20 ans déjà! Salut aux ancêtres, en particulier au Noiraud à Bérubé qui en eut la brillante idée et à la Fernande qui lui a donné sa facture unique! Le dur désir de durer a donc perduré. Journal indépendant le temps d’une génération, ce n’est pas rien. Chapeau!
Ni nostalgique, ni célébrant du bon vieux temps, j’ai souvenir de ce qui m’a fait m’improviser chroniqueur à l’initiative du Noiraud. Comme citoyen, c’était l’idée simple de faire advenir le débat d’idées sur la place publique. La diversité des points de vue est le sel de la vie démocratique, une condition essentielle de l’avancement d’une société. Faire entendre ma voix, certes, mais celle des autres aussi. Nos médias régionaux étaient frileux en 1995. Ça n’a pas changé. Débattre au Québec est une affaire privée, et encore!… On peut lire dans un récent Mouton que « la démocratie se nourrit de débats, de discussions enflammées et parfois même d’affrontements ». Ah oui! Eh ben, pourquoi pas dans vos colonnes?
Aussi, je vais tenter de vous provoquer un peu plutôt que de vous ensevelir sous les fleurs!
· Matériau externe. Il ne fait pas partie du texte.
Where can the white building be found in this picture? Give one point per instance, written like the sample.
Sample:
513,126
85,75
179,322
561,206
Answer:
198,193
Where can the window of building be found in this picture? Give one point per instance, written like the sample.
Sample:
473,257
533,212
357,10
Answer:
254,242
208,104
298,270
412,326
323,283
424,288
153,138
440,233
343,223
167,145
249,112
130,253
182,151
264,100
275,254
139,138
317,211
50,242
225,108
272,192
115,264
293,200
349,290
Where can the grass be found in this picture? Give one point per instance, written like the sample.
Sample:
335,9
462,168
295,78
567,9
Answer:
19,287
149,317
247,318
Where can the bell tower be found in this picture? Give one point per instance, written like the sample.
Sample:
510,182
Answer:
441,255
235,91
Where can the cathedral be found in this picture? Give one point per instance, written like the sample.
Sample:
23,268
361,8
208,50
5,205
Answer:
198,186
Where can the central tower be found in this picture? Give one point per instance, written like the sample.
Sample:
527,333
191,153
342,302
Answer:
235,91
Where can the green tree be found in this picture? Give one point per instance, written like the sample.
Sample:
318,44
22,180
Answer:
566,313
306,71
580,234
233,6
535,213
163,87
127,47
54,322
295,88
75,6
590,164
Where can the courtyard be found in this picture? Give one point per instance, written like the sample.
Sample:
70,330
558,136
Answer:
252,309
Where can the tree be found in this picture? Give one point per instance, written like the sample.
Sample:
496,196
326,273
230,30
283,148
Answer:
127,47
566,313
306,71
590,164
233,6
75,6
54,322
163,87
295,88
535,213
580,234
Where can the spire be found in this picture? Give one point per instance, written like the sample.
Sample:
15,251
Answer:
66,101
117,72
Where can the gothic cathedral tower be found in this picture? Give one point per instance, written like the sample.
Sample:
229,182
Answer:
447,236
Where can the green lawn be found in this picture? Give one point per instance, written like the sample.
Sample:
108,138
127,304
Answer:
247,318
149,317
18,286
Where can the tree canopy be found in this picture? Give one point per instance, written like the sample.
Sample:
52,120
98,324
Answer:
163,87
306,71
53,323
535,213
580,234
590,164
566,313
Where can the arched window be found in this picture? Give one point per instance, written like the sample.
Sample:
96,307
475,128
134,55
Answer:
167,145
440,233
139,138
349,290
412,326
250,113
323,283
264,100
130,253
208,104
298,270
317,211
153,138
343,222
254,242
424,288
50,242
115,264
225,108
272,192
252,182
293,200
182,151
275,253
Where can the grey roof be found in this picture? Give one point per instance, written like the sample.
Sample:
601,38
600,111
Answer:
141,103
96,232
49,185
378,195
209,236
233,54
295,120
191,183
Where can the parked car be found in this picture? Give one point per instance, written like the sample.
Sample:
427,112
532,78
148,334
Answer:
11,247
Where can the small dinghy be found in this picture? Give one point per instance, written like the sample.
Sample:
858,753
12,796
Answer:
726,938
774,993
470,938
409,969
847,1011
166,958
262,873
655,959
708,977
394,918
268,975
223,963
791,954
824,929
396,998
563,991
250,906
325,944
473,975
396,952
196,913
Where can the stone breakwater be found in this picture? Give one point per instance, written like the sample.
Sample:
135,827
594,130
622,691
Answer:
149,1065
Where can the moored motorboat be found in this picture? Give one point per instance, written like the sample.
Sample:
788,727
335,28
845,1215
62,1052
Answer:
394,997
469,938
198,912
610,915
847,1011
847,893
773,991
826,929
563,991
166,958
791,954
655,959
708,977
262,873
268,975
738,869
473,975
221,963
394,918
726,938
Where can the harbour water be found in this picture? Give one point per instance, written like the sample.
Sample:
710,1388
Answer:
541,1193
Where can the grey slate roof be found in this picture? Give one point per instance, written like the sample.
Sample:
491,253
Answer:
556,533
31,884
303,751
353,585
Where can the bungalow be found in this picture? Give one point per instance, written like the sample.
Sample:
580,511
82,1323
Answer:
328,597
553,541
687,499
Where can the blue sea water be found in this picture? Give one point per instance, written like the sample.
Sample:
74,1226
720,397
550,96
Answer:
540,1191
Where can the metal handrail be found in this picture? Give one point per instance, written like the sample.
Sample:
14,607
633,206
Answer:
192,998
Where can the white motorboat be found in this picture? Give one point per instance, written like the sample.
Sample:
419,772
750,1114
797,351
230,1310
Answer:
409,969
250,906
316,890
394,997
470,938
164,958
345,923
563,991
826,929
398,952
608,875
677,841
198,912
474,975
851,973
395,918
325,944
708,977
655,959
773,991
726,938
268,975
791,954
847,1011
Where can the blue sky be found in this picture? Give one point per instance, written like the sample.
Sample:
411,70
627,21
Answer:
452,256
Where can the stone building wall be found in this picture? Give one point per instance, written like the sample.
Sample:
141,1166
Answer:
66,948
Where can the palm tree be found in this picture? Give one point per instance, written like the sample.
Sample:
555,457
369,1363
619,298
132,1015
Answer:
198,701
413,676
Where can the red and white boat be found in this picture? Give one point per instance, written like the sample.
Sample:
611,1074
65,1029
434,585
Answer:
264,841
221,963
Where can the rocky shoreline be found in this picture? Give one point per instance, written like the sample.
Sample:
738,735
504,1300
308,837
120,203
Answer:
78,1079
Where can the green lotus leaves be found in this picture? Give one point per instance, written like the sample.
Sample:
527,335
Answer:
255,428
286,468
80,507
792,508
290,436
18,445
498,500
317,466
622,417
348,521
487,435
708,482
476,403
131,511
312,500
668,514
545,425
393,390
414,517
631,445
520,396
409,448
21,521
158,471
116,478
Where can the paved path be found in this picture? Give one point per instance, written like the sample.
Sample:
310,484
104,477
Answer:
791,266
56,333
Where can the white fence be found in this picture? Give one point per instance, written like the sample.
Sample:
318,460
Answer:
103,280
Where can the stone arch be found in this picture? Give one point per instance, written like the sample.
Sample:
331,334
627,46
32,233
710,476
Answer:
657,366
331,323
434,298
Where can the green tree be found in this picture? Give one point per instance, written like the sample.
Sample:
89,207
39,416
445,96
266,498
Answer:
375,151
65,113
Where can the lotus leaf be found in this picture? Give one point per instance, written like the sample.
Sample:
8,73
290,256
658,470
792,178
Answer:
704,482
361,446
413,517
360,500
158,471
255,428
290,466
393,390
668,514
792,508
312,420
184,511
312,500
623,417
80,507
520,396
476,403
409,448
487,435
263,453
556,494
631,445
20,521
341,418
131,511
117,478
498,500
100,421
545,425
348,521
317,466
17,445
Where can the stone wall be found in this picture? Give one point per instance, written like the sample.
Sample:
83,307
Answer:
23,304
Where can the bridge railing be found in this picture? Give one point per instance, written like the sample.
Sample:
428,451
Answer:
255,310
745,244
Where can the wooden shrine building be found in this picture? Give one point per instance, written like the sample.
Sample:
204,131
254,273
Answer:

Parce que je crois à ce journal, qui souffre d’un esprit de sérieux et donne trop souvent, à mon sens, dans le prêt-à-porter idéologique. Qui manque d’ironie, du choc des points de vue, de divergences. Je ne sais ni à quel moment ni pourquoi vous avez largué le sous-titre « Journal d’opinion », mais ça indiquait pile les intentions originelles. Comme une invite à toutes les composantes de la Cité.
Pour débattre, au moins deux idées sont nécessaires. Vous logez à gauche toute, à l’ombre du souverain Bien : nationaliste, écologiste, féministe, syndicaliste, régionaliste, altermondialiste, toutes choses parfaitement honorables, mais dont les codes collectivistes, les mots d’ordre, la distribution des rôles des bons et des méchants sont tristement prévisibles, connus et rabâchés. Les épouvantails récurrents portent à sourire, les appels au loup lassent. Oh! ça conforte la bien-pensance, qui a pour elle la supériorité morale et la certitude d’être du bon bord des choses.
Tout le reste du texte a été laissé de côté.